Abstract:
Fitness can be comprehensively defined in terms of reproductive value or the expected
future reproductive contribution of an individual, as a function of its age, expectation of
survival and expectation of reproduction (Reznick and Travis, 1996). Thus, the study of lifehistory traits like reproductive age, number of offspring, life span and other traits which
affect these indirectly, like resistance of an organism to various biotic and abiotic stresses or
traits affecting resource acquisition and utilization, is important to both ecology and
evolution. However, it was Mac Arthur and Wilson’s (1967) theory of density-dependent
selection which for the first time formally brought together population genetics and
population ecology, as it considered the impact of population density on evolutionary trends.

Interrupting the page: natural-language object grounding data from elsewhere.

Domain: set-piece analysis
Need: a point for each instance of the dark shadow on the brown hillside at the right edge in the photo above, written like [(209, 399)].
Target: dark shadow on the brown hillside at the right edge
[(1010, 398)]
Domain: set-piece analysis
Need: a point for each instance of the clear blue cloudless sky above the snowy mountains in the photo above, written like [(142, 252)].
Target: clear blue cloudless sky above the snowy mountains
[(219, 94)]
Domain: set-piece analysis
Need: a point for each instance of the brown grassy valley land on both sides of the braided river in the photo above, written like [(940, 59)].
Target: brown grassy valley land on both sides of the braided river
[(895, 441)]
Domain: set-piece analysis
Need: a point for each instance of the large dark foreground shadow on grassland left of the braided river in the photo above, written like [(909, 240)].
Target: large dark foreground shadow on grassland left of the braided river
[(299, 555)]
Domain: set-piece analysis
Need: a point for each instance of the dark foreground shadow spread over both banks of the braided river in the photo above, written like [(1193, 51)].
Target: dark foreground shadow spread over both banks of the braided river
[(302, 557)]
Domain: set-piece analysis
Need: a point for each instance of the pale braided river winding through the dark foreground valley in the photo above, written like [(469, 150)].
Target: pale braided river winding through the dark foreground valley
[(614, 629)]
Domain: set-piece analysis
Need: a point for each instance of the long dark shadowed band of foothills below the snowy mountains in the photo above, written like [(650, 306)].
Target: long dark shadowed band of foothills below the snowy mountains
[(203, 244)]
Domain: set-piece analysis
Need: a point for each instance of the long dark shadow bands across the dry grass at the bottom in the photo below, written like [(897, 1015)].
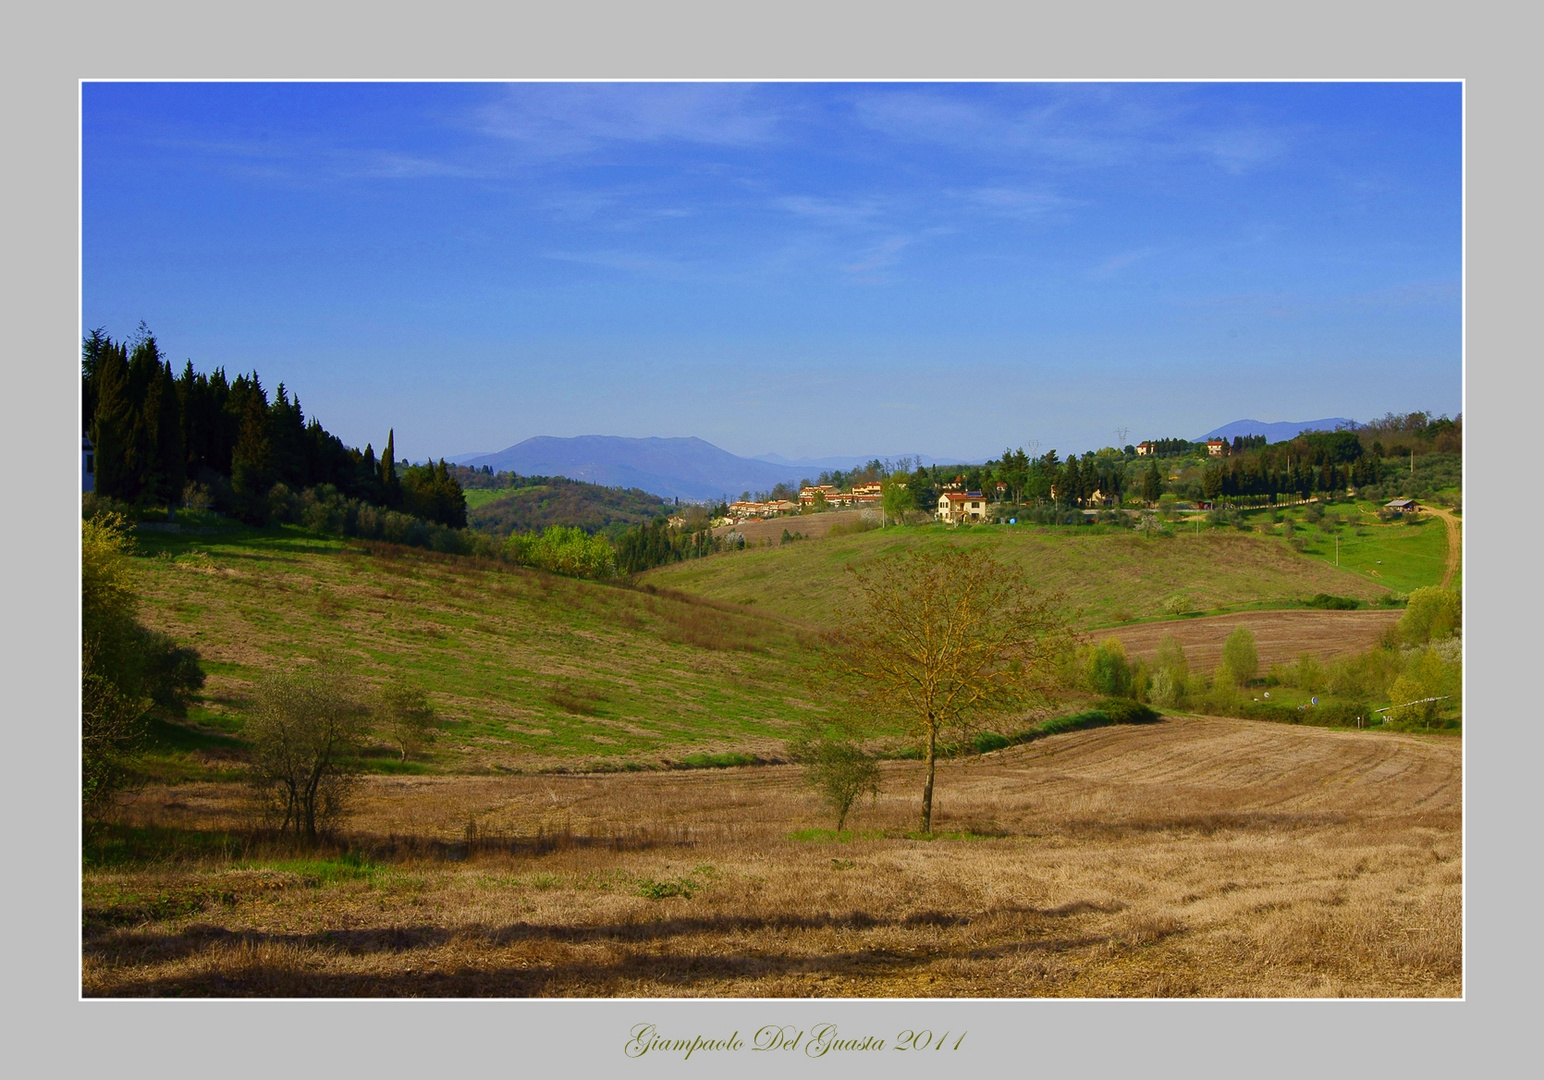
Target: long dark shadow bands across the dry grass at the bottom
[(285, 965)]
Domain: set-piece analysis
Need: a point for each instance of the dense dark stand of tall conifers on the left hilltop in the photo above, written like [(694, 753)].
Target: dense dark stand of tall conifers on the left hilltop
[(157, 433)]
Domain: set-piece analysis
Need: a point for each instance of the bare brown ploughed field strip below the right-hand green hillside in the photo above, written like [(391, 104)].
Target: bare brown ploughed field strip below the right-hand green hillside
[(1281, 637)]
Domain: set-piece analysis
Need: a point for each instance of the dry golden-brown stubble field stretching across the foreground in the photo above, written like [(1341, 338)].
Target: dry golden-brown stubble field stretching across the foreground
[(1190, 858)]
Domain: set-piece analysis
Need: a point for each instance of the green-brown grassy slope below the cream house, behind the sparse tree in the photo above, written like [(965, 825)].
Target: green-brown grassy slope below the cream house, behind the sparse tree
[(1108, 577)]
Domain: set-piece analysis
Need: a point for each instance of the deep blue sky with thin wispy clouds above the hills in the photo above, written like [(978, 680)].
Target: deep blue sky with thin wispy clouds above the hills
[(810, 270)]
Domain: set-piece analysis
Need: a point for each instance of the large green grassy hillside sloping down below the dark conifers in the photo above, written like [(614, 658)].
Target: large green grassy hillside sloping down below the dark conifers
[(529, 667)]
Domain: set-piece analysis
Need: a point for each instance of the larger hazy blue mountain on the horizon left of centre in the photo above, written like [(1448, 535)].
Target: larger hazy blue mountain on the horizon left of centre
[(685, 469)]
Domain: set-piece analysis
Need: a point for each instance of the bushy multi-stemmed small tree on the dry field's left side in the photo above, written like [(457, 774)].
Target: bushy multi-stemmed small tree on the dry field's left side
[(306, 730)]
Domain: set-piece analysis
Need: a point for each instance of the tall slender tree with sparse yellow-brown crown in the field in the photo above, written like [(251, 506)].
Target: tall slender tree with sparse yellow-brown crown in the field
[(940, 637)]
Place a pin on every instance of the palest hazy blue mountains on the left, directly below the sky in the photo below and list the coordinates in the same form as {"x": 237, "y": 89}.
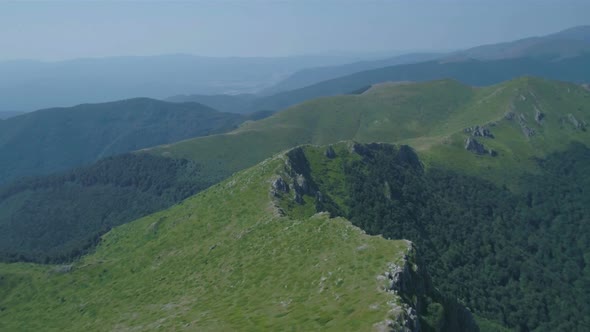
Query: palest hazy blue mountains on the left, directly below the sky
{"x": 27, "y": 85}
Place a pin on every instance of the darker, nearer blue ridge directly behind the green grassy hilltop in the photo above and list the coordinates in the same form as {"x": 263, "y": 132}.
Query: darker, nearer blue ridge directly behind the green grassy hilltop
{"x": 473, "y": 72}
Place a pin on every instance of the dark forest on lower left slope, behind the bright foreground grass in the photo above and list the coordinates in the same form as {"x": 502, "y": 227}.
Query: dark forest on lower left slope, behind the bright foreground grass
{"x": 54, "y": 219}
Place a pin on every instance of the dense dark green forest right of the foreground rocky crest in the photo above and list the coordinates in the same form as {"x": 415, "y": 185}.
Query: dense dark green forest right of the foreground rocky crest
{"x": 519, "y": 259}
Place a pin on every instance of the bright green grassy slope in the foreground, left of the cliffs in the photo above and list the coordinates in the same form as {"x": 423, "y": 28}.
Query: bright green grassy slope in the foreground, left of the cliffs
{"x": 196, "y": 265}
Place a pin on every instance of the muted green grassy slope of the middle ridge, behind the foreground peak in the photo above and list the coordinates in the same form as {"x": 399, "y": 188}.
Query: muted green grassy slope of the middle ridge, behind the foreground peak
{"x": 428, "y": 116}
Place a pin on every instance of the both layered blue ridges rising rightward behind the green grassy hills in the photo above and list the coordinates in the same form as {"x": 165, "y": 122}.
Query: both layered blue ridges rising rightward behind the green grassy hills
{"x": 561, "y": 56}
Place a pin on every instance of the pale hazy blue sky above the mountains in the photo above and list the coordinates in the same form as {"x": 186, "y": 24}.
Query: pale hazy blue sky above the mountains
{"x": 52, "y": 30}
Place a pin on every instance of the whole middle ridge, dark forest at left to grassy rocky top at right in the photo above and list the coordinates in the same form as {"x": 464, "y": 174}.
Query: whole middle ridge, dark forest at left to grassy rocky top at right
{"x": 528, "y": 118}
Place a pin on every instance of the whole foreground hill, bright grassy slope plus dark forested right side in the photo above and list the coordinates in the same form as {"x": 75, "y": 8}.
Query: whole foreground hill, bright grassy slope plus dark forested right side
{"x": 277, "y": 237}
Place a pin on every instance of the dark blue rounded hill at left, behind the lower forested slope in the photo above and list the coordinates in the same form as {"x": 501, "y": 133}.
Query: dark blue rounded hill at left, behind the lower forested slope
{"x": 60, "y": 138}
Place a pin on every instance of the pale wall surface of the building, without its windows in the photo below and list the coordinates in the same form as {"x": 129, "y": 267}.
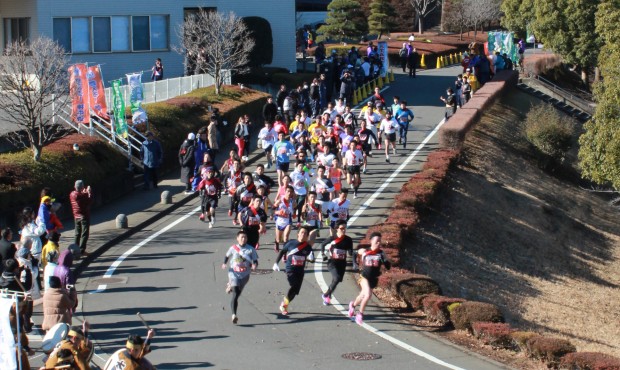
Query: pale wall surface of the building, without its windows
{"x": 280, "y": 13}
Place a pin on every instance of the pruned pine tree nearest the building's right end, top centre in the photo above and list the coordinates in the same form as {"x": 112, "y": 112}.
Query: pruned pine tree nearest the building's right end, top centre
{"x": 345, "y": 20}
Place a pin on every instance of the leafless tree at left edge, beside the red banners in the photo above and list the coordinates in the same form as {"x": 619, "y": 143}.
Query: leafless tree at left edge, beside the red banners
{"x": 33, "y": 88}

Since then, many theoretical models have been developed for life-history evolution over the
course of time and under different environmental conditions (Gadgil and Bossert, 1970;
Roughgarden, 1971; Asmussen, 1983; Boyce, 1984; Charlesworth 1994). These models
predict the life-history expected to evolve under some defined selection regime. However,
these models typically do not explicitly consider the genetic architecture of fitness-related
traits. This lacuna has been addressed by many empirical studies on life-history evolution
done in field, semi-natural or laboratory conditions (Rose 1984; Vasi et al. 1994; Hoffmann
et al. 2003; van der Linde, 2005; Nussey et al. 2008).